В прежние времена я уезжала за город, чтобы подумать, побродить по колено в воде одной из речек, но теперь Ленинграду каким-то образом удалось стать для меня настоящим бальзамом. По темным водам канала медленно плыли барки. Птицы проносились над ними. Давний дневник отца, который я носила в кармане плаща и перечитывала, сидя на скамьях скверов, все еще согревал меня. Находились люди, которым мое видимое бездельничанье внушало подозрения, — кто-то из прохожих мог подолгу поглядывать в мою сторону, или машина вдруг останавливалась и шофер вперялся в меня полным сомнения взглядом. Ленинград — не тот город, в котором стоит выставлять напоказ свою праздность.
Я начала носить шаль, придерживать сгибом локтя воображаемый сверток, касаться другой рукой пустоты, делая вид, что несу завернутого в одеяло ребенка.
Пятидесятый день моего рождения я провела, возясь с одним-единственным стихотворением, до ужаса антифашистским памфлетом, в котором народы, просветленные и темные, безрассудно неслись под грозой по полям и буеракам. Стихотворение имело явственный политический привкус, однако я начинала понемногу думать, что оно относится непосредственно ко мне, навоображавшей какого-то там ребенка. Если ты молода, то можешь и после двух выкидышей позволить себе питать некие амбиции, относящиеся к Партии, Народу, науке или литературе. Однако я давно их отбросила, и теперь свет, проникавший в мою душу, был не более чем фантазией о том, что я еще могу сотворить нового человека.
Ребенок! Смеха достойно. Я не только прожила на белом свете полвека, но и не познакомилась после развода ни с одним мужчиной. Я потопталась по комнате от стены к стене, от зеркала к зеркалу, потом вышла из дому, купила на рынке себе в подарок пакет мандаринов, но даже слущивание их оранжевой кожуры казалось мне, сколь это ни абсурдно, связанным с моим желанием.

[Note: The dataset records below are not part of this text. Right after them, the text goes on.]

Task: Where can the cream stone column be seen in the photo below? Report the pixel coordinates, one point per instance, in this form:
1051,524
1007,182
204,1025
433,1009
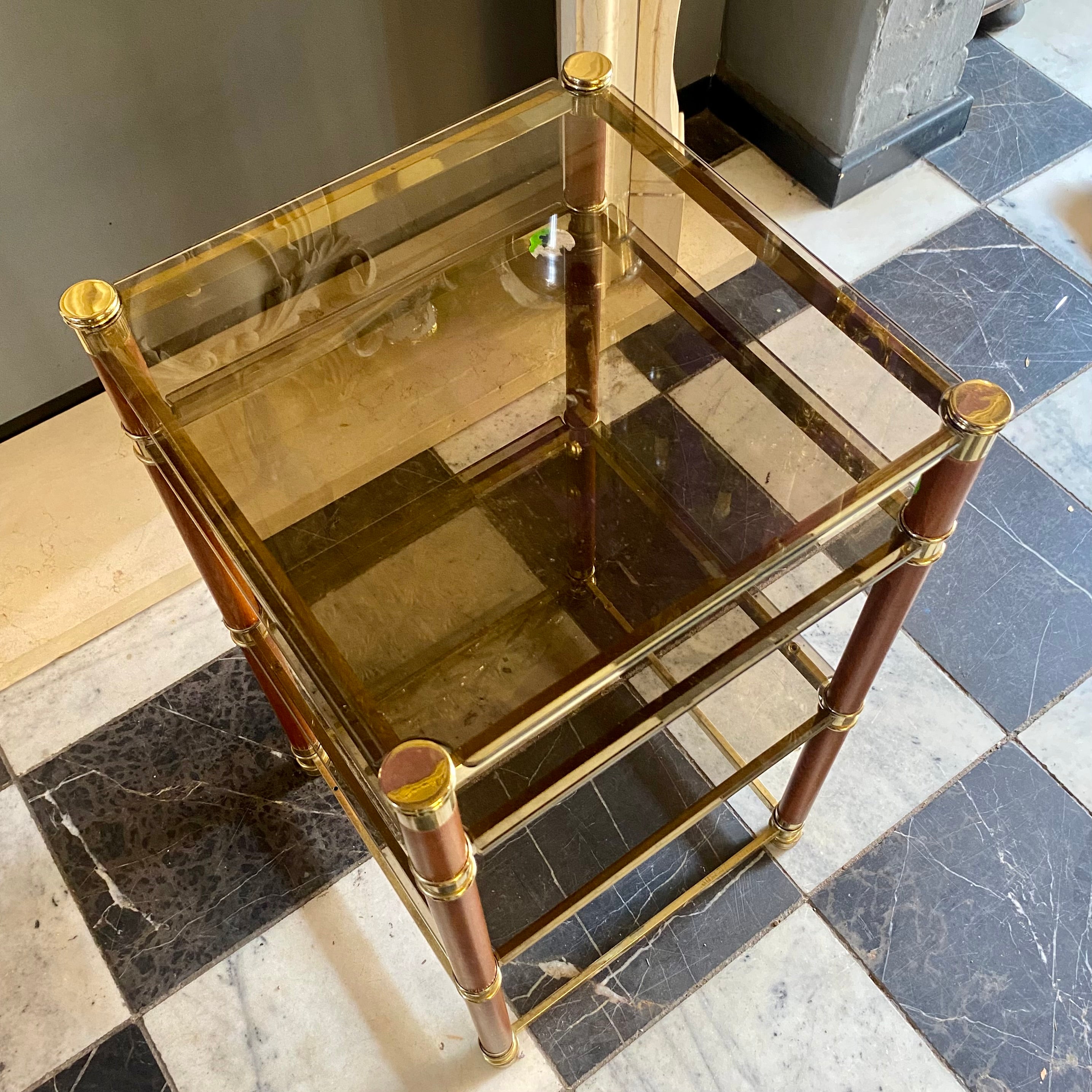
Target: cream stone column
638,37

Отец когда-то рассказывал, как в его лагерь пришел полный вагон огромных бревен, которые заключенным надлежало разрубить. Он входил в бригаду из двенадцати человек. Лето стояло ужасно жаркое, каждый взмах топором был пыткой. Отец рубил ствол и вдруг услышал удар металла о металл. Наклонился и увидел застрявший в древесине, похожий формой на гриб, кусок свинца. Пулю. А сосчитав годовые кольца, отделявшие пулю от коры ствола, получил число своих собственных лет.
— От себя не уйдешь, — сказал он мне годы спустя.
Одним весенним утром я на трамвае поехала в пригород, где работала в детском доме моя знакомая, Галина. Когда я опустилась в ее темном кабинете на стул, она приподняла одну бровь, нахмурилась. Я сказала, что ищу работу — в дополнение к переводам. Вряд ли Галина поверила мне. Желание возиться с сиротами считалось странным. В большинстве своем они были слабоумными или хронически нетрудоспособными. Над столом Галины висел на стене листок с отпечатанной на нем пословицей, по ее словам, финской: «Треск, с которым валится дерево, — это его просьба о прощении за то, что оно сломалось». Я убеждала себя в том, что поездка сюда — это просто попытка сбежать хотя бы на полдня от испанских стихотворений. Но я также слышала кое-что о женщинах моего возраста, которые открывали семейные детские дома. Совсем небольшие, иногда всего на шесть детей, и государство выплачивало им нерегулярные пособия.
— Так ты в университете больше не работаешь? — спросила Галина.
— Я развелась.
— Понятно, — сказала она.
Из глубины дома долетал детский плач. Когда мы покинули кабинет, нас обступила стайка мальчиков — остриженные наголо головы, серые тужурки, красные болячки у губ.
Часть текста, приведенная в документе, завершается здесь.